La métaphore du silence trouve enfin un très beau point d’aboutissement quand les employés de l’entreprise sur laquelle le héros doit réaliser un audit, tout aussi déprimés que lui, l’implorent de leur dispenser des séances de « silence collectif », croyant que ses crises d’aphasie en pleine réunion sont volontaires – une nouvelle stratégie de management, peut-être –, et qu’il est détenteur d’une véritable technique qui leur fait du bien. Le silence qui apaise contre la parole qui agresse. Le héros pourrait devenir un nouveau gourou de la relaxation en entreprise ; un nouveau « coach de vie », aussi, pour le réceptionniste de l’hôtel Campanile, qui ambitionne de quitter son établissement 2 étoiles pour aller travailler dans un palace parisien, ce qu’il le convainc de faire.

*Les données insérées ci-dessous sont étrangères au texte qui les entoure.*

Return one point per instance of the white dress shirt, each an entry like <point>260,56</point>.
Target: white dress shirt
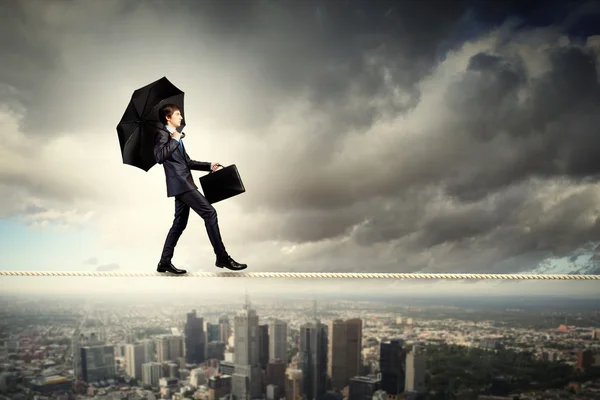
<point>171,130</point>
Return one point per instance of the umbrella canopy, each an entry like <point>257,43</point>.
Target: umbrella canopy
<point>140,120</point>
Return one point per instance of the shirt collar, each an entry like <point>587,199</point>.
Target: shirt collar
<point>170,128</point>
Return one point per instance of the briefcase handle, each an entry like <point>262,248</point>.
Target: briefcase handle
<point>211,171</point>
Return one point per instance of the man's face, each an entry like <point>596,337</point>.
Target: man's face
<point>175,119</point>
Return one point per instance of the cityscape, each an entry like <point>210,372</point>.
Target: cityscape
<point>331,348</point>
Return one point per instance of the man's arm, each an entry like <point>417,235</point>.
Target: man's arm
<point>164,146</point>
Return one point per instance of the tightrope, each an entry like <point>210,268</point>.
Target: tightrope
<point>305,275</point>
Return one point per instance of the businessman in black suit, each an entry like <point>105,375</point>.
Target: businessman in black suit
<point>170,152</point>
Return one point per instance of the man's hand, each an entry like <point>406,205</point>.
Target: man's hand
<point>176,135</point>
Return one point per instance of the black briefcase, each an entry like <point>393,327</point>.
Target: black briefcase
<point>222,184</point>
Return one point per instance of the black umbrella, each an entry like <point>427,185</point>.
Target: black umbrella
<point>140,120</point>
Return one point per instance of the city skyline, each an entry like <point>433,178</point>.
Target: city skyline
<point>396,349</point>
<point>384,136</point>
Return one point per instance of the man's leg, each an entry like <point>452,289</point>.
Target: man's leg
<point>182,213</point>
<point>200,205</point>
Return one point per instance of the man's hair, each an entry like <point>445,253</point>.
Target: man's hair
<point>166,111</point>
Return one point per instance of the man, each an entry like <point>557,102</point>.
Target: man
<point>170,152</point>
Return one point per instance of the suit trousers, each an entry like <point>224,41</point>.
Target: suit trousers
<point>196,201</point>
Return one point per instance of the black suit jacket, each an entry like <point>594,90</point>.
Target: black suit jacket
<point>177,164</point>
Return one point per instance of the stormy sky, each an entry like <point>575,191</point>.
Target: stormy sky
<point>376,136</point>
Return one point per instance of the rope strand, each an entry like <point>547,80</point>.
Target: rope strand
<point>305,275</point>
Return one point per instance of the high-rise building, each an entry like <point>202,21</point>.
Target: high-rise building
<point>246,337</point>
<point>215,350</point>
<point>392,365</point>
<point>246,381</point>
<point>97,363</point>
<point>344,351</point>
<point>151,373</point>
<point>363,387</point>
<point>135,356</point>
<point>313,360</point>
<point>213,332</point>
<point>194,339</point>
<point>276,375</point>
<point>416,363</point>
<point>263,346</point>
<point>278,340</point>
<point>293,384</point>
<point>169,348</point>
<point>224,329</point>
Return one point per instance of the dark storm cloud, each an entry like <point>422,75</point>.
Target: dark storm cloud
<point>108,267</point>
<point>471,193</point>
<point>314,46</point>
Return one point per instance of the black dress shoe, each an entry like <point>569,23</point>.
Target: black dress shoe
<point>231,264</point>
<point>165,266</point>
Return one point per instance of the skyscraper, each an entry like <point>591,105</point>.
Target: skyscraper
<point>416,362</point>
<point>97,363</point>
<point>263,346</point>
<point>313,360</point>
<point>344,351</point>
<point>135,355</point>
<point>392,364</point>
<point>224,328</point>
<point>246,381</point>
<point>278,340</point>
<point>246,337</point>
<point>194,339</point>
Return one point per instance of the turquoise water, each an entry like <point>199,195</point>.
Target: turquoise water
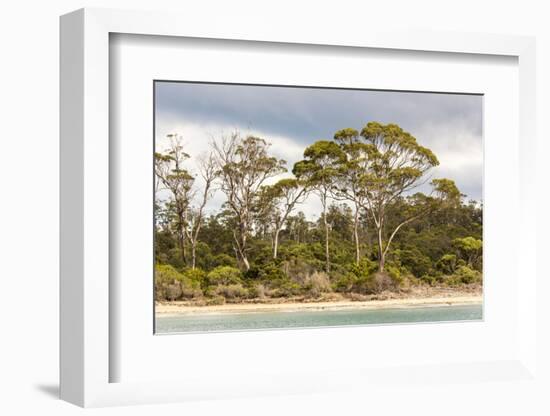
<point>308,319</point>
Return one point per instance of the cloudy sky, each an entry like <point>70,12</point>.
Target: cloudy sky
<point>293,118</point>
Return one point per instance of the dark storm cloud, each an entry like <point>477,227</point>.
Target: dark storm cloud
<point>449,124</point>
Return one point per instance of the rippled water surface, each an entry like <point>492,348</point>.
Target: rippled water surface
<point>303,319</point>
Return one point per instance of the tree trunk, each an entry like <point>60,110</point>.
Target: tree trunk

Quant à lui… « Tu n’allais tout de même pas passer ton existence en retrait de la vie », finit par lui lancer sa sœur. Le roman d’Olivier Chantraine ouvre brillamment de multiples portes de sortie pour entrer dans la vie.
* Coïncidence : dans Tiens ferme ta couronne de Yannick Haenel, qui paraît en même temps chez Gallimard, le narrateur croit voir dans le maître d’hôtel de la brasserie Bofinger, place de la Bastille à Paris, le sosie d’Emmanuel Macron. Un topos littéraire (comique, bien sûr) est né.